Overlord
Goal
Overlord is a Byzantine fault tolerance (BFT) consensus algorithm aiming to support thousands of transactions per second under hundreds of consensus nodes, with transaction delays of no more than a few seconds. Simply put, it is a high-performance consensus algorithm able to meets most of the real business needs.
Background
Usually, a consensus process consists of at least two layers of semantics:
- Complete the transaction sequencing
- Achieve consensus on the latest state
For the blockchain of the UTXO model, the new state is implicit in the transaction output, so 1 and 2 are integral and inseparable. For the blockchain of the Account model, the transaction does not contain the state, and only after the transaction is executed can the latest state be generated and the state is saved in an independent MPT tree.
For the Account model, in order to implement the second semantic, the common method is to let the consensus nodes execute all the transactions firstly. In this step, the latest state could be calculated and be saved to the block header. And then, consensus node will broadcast the block in which the transaction is sequenced. Once the consensus is achieved, the state and the transaction sequence is determined among all the nodes.

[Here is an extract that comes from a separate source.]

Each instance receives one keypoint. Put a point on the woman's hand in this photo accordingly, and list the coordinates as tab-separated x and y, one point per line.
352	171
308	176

However, this method restricts the transaction processing capability of the BFT-like consensus algorithm. As shown in the figure below, Only after the block B(h)(h means the block height) reaches a consensus, the new leader can pack and execute B(h+1),and then broadcast B(h+1). After receiving B(h+1), other consensus nodes need to execute B(h+1) again to verify its correctness. So, in this process, these two serial block execution processes slowed down the consensus efficiency.
An improved method is that the Leader does not execute the block immediately after packing the new block. After the block reaches a consensus, the consensus node executes the block to generate a new state, and the next height leader will pack this state and the next height blocks together to participate in the next consensus process. This method saves one block execution process time.
When examining this improvement from a more microscopic perspective, we found that there is still much room for improvement. This is because the consensus module and the execution module of any consensus node are always serial throughout the consensus process. As shown in the figure above, when the consensus module runs, the execution module is always idle, and vice versa. If the execution module and the consensus module can be paralleled, the consensus transaction processing capability can theoretically reach the maximum processing limit of the execution module.
Overlord Protocol
Overview of the protocol
The core of Overlord is to decouple transaction sequence and state consensus.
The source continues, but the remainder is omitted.